Panel Paper:
The Role of School and District Implementation in Subjective Teacher Evaluations
*Names in bold indicate Presenter
The Massachusetts Educator Evaluation framework ensures that local administrators have a significant role in determining teachers’ summative ratings. The framework establishes the evidence that evaluators consider, but it does not provide a rubric for translating observed performance into a final rating. Instead, it explicitly calls for evaluators to use their professional judgment when assessing teachers. The local flexibility in determining how to structure evaluation systems is consistent with how many states have structured their teacher evaluation policies (Doherty & Jacobs, 2015). But it does complicate district- or state-wide uses of evaluation data for high-stakes purposes, such as compensation or licensure. Because some portion of the variation in teacher performance is likely related to local implementation, it is not clear that comparisons of teachers across schools or districts would yield consistent rankings of teacher performance. In fact, districts differ considerably in their use of the highest and lowest rating categories.

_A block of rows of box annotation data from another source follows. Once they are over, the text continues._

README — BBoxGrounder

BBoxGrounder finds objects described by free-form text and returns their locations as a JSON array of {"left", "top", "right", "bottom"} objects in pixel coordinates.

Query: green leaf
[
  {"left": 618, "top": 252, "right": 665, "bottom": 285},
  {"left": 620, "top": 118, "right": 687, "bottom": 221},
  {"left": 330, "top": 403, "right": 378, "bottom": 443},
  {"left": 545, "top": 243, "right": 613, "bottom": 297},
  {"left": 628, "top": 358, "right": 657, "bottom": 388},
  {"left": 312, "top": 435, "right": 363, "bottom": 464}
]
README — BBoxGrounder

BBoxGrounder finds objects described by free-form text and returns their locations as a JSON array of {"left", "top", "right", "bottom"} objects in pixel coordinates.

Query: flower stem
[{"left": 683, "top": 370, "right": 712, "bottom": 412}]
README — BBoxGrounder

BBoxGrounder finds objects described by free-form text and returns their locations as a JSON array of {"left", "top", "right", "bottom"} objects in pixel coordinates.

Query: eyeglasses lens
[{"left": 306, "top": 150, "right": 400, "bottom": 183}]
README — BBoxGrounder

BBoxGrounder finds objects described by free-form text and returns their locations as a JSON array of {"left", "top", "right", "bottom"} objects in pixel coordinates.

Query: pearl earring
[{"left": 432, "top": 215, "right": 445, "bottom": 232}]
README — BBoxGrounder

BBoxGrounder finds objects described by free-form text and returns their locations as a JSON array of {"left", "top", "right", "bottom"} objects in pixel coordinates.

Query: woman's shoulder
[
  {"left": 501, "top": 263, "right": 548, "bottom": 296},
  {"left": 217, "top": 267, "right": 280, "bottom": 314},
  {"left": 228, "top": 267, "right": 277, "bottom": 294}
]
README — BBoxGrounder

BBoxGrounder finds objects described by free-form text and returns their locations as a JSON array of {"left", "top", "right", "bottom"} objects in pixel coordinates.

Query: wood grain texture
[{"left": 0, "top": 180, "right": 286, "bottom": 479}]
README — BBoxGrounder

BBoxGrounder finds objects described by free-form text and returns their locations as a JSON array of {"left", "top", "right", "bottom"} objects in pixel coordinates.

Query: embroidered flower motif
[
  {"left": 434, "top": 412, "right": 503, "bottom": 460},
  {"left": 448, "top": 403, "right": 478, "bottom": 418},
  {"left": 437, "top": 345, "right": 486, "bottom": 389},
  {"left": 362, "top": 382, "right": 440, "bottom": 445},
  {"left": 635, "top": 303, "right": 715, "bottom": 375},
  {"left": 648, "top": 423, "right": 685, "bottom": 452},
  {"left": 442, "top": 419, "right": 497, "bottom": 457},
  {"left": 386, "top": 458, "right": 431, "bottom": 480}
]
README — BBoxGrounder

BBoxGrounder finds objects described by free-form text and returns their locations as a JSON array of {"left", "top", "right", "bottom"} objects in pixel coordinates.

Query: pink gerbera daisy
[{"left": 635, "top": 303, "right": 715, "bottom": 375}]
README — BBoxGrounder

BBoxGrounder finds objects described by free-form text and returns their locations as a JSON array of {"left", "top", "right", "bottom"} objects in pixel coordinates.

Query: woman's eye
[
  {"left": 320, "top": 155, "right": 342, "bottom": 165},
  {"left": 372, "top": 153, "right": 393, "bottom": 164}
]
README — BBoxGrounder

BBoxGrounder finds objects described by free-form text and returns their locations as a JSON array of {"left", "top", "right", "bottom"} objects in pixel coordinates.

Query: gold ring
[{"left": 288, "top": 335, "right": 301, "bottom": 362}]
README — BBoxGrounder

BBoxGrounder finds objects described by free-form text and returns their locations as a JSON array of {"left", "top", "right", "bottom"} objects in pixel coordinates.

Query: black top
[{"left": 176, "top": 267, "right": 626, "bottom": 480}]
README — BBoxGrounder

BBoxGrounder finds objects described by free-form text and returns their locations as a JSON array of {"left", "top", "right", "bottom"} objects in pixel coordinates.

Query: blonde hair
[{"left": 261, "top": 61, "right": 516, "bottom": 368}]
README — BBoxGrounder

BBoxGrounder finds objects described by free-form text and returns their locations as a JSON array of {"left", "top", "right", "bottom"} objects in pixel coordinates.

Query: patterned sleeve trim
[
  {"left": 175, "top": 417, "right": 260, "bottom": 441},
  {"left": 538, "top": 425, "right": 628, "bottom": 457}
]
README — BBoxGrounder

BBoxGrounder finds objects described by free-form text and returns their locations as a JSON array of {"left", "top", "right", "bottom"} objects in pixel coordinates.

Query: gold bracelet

We investigate the empirical importance of school and districts using results from Massachusetts’ evaluation system. Using teacher fixed effects models that compare performance ratings for the earned by the same teacher in different years, we replicate prior work showing relationships between average student achievement and teacher evaluations. Variation in average achievement across schools and districts is not predictive of teacher performance ratings. We then document variation in the sensitivity of performance ratings to value-added measures of teacher effectiveness across districts. We regress performance ratings on value added and teacher experience using mixed effects generalized linear models. We find heterogeneity in the relationship between teacher value added and performance ratings. Thus, the probability that high (or low) performing teachers, as measured by value added, receive high (low) evaluations differs considerably across school districts. Our findings have implications for statewide policies that attach high stakes to performance evaluations.